Park Il Hwan, Kim Chang Wan, Choi Young Un, Kang Tae Wook, Lim JiHye, Byun Chun Sung
Department of Cardiovascular and Thoracic Surgery, Yonsei University Wonju College of Medicine, Wonju, Republic of Korea.
Department of Surgery, Yonsei University Wonju College of Medicine, Wonju, Republic of Korea.
J Thorac Dis. 2023 Aug 31;15(8):4379-4386. doi: 10.21037/jtd-23-541. Epub 2023 Aug 3.
In patients with multiple trauma, a supine chest radiography [chest X-ray (CXR)] is preferred over a erect CXR. However, this method has limitations in detecting post-traumatic pneumothorax. The use of chest computed tomography (CT) to detect traumatic pneumothorax is well known. However, pneumothorax that is not detected before a chest CT scan is known as an occult pneumothorax (OP), and it can cause serious complications in the patient. This study sought to evaluate the frequency and risk factors for OP in trauma patients.
Patients who suffered thoracic trauma at the Level 1 Regional Trauma Center of Wonju Severance Christian Hospital between 2015 and 2022 were included in this study. All patients were at least 18 years old. The study reviewed all patients' supine CXR and chest CT images and classified them into five radiographic diagnoses: pneumothorax, rib fracture, subcutaneous emphysema, lung contusion, and pneumomediastinum.
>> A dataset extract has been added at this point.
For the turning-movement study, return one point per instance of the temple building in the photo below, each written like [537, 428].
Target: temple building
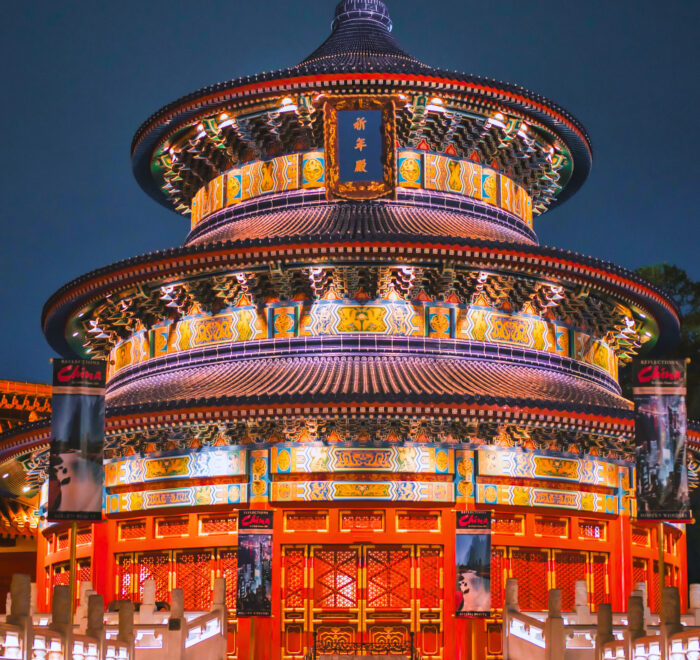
[362, 334]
The study included 1,284 patients, all with diagnoses of pneumothorax, rib fracture, subcutaneous emphysema, lung contusion, and pneumomediastinum following supine CXR and chest CT. The patient's average age was 58.3±15.2 years. Pneumothorax diagnosis on supine CXR had the lowest accuracy, at 46.7%, and the lowest sensitivity, at 12.7%. In univariate analysis, rib fracture, lung contusion, and subcutaneous emphysema on supine CXR were all found to be statistically significant regarding traumatic OP. In multivariate analysis, the risk factors for OP were lung contusion [odds ratio (OR), 1.440; 95% confidence interval (CI): 1.115-1.860; P=0.005] and subcutaneous emphysema (OR, 25.883; 95% CI: 13.155-50.928; P<0.001) on supine CXR.
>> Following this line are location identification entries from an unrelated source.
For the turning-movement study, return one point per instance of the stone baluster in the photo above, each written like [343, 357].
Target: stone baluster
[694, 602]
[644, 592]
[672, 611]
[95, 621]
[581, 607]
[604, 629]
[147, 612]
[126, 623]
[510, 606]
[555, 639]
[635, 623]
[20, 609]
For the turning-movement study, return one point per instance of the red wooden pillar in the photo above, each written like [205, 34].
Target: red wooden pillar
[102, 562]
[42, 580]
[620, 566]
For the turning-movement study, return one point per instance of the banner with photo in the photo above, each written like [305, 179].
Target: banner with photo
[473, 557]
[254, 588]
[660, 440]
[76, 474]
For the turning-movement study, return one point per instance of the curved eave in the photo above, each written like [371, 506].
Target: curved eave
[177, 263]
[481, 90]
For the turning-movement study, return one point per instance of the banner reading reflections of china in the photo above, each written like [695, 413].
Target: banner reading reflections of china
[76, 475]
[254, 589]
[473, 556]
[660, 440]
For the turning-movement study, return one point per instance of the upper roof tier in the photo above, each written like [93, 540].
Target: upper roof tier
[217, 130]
The lung contusion and subcutaneous emphysema in supine CXR of trauma patients indicate the presence of OP. Therefore, if chest CT cannot be performed immediately due to unstable vital signs or other circumstances, recognizing the above radiological findings of traumatic pneumothorax may be necessary.
在多发伤患者中,仰卧位胸部X线摄影(胸部X线片)比立位胸部X线片更受青睐。然而,这种方法在检测创伤后气胸方面存在局限性。使用胸部计算机断层扫描(CT)检测创伤性气胸是众所周知的。然而,在胸部CT扫描前未被检测到的气胸被称为隐匿性气胸(OP),它可能会给患者带来严重并发症。本研究旨在评估创伤患者中OP的发生率及危险因素。
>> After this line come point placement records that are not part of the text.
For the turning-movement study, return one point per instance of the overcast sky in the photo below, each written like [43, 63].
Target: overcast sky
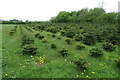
[43, 10]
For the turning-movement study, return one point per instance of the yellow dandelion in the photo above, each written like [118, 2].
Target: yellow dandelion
[93, 72]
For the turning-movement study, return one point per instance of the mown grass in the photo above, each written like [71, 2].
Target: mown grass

纳入2015年至2022年在原州Severance基督教医院一级区域创伤中心遭受胸部创伤的患者。所有患者年龄至少18岁。该研究回顾了所有患者的仰卧位胸部X线片和胸部CT图像,并将其分为五种影像学诊断:气胸、肋骨骨折、皮下气肿、肺挫伤和气纵隔。
该研究纳入了1284例患者,所有患者在仰卧位胸部X线片和胸部CT检查后均被诊断为气胸、肋骨骨折、皮下气肿、肺挫伤和气纵隔。患者的平均年龄为58.3±15.2岁。仰卧位胸部X线片对气胸的诊断准确性最低,为46.7%,敏感性也最低,为12.7%。在单因素分析中,仰卧位胸部X线片上的肋骨骨折、肺挫伤和皮下气肿在创伤性OP方面均具有统计学意义。在多因素分析中,OP的危险因素为仰卧位胸部X线片上的肺挫伤[比值比(OR),1.440;95%置信区间(CI):1.115 - 1.860;P = 0.005]和皮下气肿(OR,25.883;95%CI:13.155 - 50.928;P < 0.001)。
创伤患者仰卧位胸部X线片上的肺挫伤和皮下气肿提示存在OP。因此,如果由于生命体征不稳定或其他情况无法立即进行胸部CT检查,识别上述创伤性气胸的影像学表现可能是必要的。